The core molecular clock machinery generates circadian outputs by coordinating the expression of the clock-controlled genes (CCGs). Direct regulation of target genes is accomplished by the core circadian transcription factors CLOCK:BMAL1 binding to E-boxes in the promoter region and activating transcription (Ueda et al., 2005). We examined the murine Tlr9 proximal promoter region as described by Schroder et al. (Schroder et al., 2007) and found two putative non-canonical E-boxes (Leclerc and Boockfor, 2005) near the transcription initiation site (Figure S1). The binding of CLOCK:BMAL1 heterodimer to the Tlr9 promoter was examined by conducting ChIP assays in serum-entrained peritoneal macrophages (Figure 1E), for the Tlr9 promoter was amplified by PCR when pulling down with BMAL1 or CLOCK antibodies.
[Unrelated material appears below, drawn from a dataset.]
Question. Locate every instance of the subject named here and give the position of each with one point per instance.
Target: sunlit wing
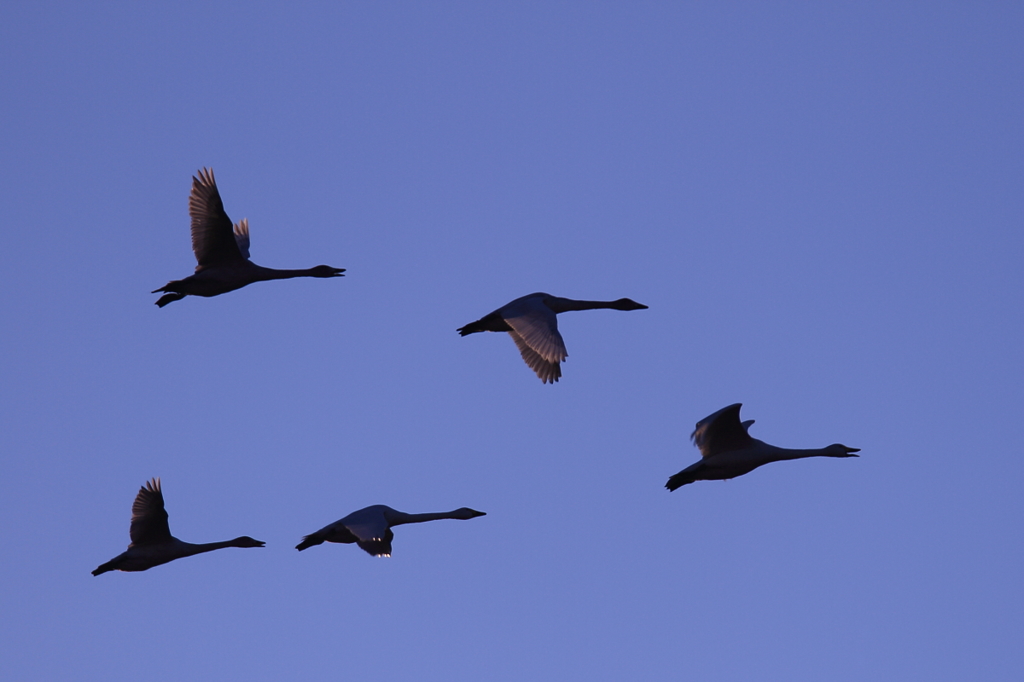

In addition, we found that under serum shock conditions, peak Tlr9 mRNA expression in Clock siRNA-transfected macrophages were significantly lower than those found in control siRNA-transfected or mock-transfected macrophages (Clock siRNAs did not have an affect on Tlr9 expression 6 h after serum shock) (Figure 1F), which further supports the notion that CLOCK:BMAL1 regulates Tlr9 expression.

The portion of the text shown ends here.